Zum Thema „Extremismus bekämpfen“. Bei aller Toleranz muss Extremismus natürlich auch bekämpft werden. Es darf gegenüber der Intoleranz keine Toleranz geben. Das muss man auch ganz klar sagen.
Insofern kann ich das, was der Kollege Bellino eben gesagt hat, voll und ganz unterschreiben. Ich dachte eigentlich auch, dass es hier keinen Dissens zwischen den Fraktionen unseres Hauses geben könnte. Diejenigen, die unsere Demokratie bekämpfen, müssen auch mit einer harten Gegenwehr rechnen, und es ist gut, dass die Landesregierung mit dem Verfassungsschutz und der Polizei so entschieden gegen Terroristen und Gewalttäter vorgeht.
Meine Damen und Herren, ich komme zum Punkt „Integration fördern“. Als weiteren Punkt müssen wir natürlich gleichzeitig den Menschen das Gefühl geben, dass diese, unsere offene Gesellschaft allen Menschen unabhängig vom Ansehen der Person oder der Herkunft eine Heimat bietet. Deswegen haben wir als FDP schon im vergangenen Landtagswahlkampf so einen großen Schwerpunkt auf das Thema Integration gelegt, und deswegen ist die Integrationspolitik auch eines der zentralen Politikfelder dieser Landesregierung unter Volker Bouffier und JörgUwe Hahn.

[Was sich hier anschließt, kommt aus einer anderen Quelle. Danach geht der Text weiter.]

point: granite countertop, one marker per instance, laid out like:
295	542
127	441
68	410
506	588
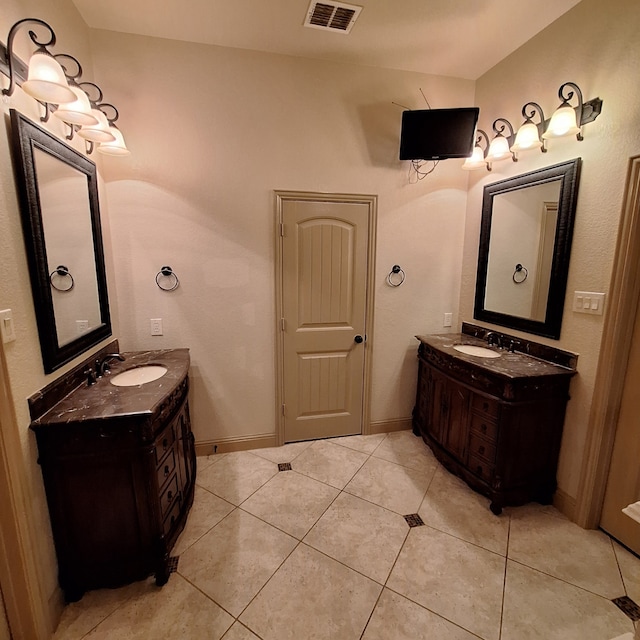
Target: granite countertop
104	400
511	365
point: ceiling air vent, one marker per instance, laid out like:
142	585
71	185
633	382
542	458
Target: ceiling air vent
332	16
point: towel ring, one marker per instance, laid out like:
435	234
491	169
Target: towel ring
63	272
395	270
167	272
521	278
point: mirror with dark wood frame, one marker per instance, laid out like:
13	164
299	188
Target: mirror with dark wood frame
60	214
525	245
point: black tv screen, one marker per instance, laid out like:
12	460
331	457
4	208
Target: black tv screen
437	134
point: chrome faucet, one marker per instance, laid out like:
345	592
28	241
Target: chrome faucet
490	336
102	364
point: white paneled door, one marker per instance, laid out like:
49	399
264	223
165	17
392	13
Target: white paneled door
325	258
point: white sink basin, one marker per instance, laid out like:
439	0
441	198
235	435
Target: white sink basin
473	350
138	375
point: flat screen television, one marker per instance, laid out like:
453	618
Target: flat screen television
437	134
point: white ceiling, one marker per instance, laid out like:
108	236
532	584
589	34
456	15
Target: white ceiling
459	38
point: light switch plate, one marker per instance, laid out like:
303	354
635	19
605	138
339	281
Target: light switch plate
156	326
6	326
588	302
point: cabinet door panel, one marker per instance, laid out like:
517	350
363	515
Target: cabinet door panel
457	429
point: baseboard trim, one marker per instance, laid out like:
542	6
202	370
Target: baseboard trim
387	426
240	443
565	503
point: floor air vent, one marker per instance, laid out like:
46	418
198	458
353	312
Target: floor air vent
332	16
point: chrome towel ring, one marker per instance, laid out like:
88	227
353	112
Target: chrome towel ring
62	272
168	278
396	276
520	274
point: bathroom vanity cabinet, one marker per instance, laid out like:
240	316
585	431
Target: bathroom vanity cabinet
496	423
119	471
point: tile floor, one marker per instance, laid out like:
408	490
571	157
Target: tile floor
323	552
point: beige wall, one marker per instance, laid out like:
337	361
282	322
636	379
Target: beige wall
213	131
597	46
24	362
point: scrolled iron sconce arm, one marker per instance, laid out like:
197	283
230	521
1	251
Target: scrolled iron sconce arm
17	71
568	97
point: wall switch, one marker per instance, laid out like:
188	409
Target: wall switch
588	302
156	326
6	326
82	326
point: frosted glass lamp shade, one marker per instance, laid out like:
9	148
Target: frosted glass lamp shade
563	123
98	132
117	147
46	80
527	138
498	149
475	160
78	111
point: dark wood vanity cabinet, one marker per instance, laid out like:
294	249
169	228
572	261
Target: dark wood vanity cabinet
499	432
119	491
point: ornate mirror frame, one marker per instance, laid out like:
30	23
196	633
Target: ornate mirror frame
568	174
27	137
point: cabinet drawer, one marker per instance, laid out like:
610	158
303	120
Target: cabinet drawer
488	429
164	442
481	468
171	518
485	405
169	494
166	467
479	447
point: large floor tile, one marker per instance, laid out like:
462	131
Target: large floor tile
177	610
286	453
455	579
539	607
329	463
235	559
630	569
239	632
206	512
291	501
402	447
390	485
451	506
397	618
361	535
544	539
236	476
365	444
312	597
78	618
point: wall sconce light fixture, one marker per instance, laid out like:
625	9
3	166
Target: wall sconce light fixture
565	121
528	136
53	83
499	147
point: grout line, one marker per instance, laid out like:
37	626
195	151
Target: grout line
504	581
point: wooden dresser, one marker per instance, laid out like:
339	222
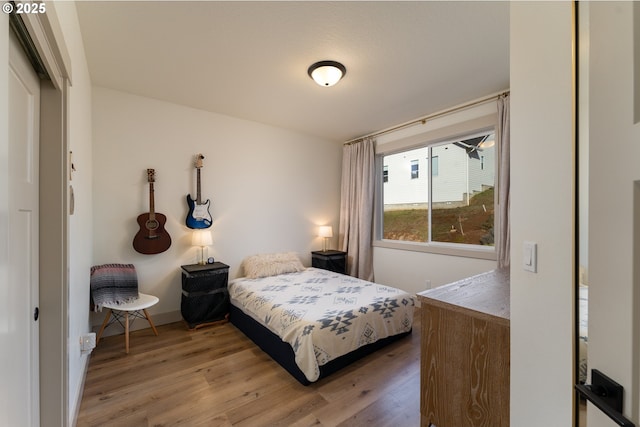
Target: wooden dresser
464	371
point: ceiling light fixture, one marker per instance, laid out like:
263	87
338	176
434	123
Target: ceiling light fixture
327	73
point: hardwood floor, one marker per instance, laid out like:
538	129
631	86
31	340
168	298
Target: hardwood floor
216	376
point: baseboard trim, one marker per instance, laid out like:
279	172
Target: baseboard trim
116	329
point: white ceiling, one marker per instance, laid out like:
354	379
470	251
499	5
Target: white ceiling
249	60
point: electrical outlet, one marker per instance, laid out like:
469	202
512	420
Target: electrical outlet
530	257
88	342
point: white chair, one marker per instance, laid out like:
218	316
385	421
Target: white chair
136	309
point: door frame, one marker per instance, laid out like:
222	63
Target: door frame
46	35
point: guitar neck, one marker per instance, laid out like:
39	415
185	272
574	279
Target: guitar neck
152	210
198	200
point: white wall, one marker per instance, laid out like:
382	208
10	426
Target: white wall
269	188
5	310
81	222
542	194
613	201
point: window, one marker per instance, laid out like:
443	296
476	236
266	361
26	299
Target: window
415	169
453	202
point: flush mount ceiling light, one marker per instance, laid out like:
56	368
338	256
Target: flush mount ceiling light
327	73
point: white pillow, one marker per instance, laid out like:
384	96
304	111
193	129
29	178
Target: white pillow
265	265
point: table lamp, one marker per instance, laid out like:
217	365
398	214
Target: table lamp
325	231
202	238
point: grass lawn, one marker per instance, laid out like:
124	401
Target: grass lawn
471	224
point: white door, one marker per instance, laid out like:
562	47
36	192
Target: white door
21	371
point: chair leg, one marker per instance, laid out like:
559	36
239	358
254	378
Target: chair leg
146	314
126	332
104	325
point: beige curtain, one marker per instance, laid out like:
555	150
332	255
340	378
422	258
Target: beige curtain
356	207
503	234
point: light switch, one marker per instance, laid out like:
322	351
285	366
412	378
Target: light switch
530	257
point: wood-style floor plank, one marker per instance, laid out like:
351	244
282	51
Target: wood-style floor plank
216	376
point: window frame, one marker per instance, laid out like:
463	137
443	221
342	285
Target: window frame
429	139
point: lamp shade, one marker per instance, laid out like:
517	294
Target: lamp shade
325	231
201	238
327	73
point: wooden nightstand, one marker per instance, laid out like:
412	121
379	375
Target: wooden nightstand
205	297
330	260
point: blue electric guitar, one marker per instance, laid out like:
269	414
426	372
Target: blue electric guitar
198	216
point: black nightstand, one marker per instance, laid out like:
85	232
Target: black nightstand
205	297
330	260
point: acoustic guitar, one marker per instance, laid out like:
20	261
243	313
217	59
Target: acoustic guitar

Maßnahmen, die den Bildungsbereich berühren, wie etwa bessere Sprachförderung und bessere Integration in den Arbeitsmarkt, helfen, dass sich die Menschen besser in der Gesellschaft zurechtfinden und hier ein glückliches und selbstbestimmtes Leben führen können. Das sollte im Interesse fast aller Menschen sein, unabhängig von der Herkunft und der Religion, wie Sie es, Herr Kollege Merz, zu Recht ausgeführt haben. Insofern ist das doch eine richtige Maßnahme und ein entscheidender Baustein der Prävention.
Auch die Einführung des islamischen Religionsunterrichts ist von immanenter Bedeutung, da es notwendig ist, dass die Kinder unserer Gesellschaft eben nicht von Leuten wie Herrn Vogel oder Herrn Philips über den Islam unterrichtet werden, sondern von richtigen Lehrern auf dem Boden unseres Grundgesetzes.
Herr Kollege Merz, ich muss jetzt noch einmal auf Sie eingehen, wenn Sie sagen, dass Islamismus und Extremismus immer in einen Topf geworfen werden. Natürlich gehört das zusammen und dient der Prävention, wenn Kinder in der Schule den richtigen Islam lernen und eben nicht darauf angewiesen sind, den Islam von solchen Extremisten beigebracht zu bekommen. Insofern kann man das natürlich auch verbinden, und es ist auch als Baustein der Extremismusprävention notwendig, einen solchen islamischen Religionsunterricht anzubieten. Darauf hat Herr Kollege Bellino vollkommen zu Recht hingewiesen.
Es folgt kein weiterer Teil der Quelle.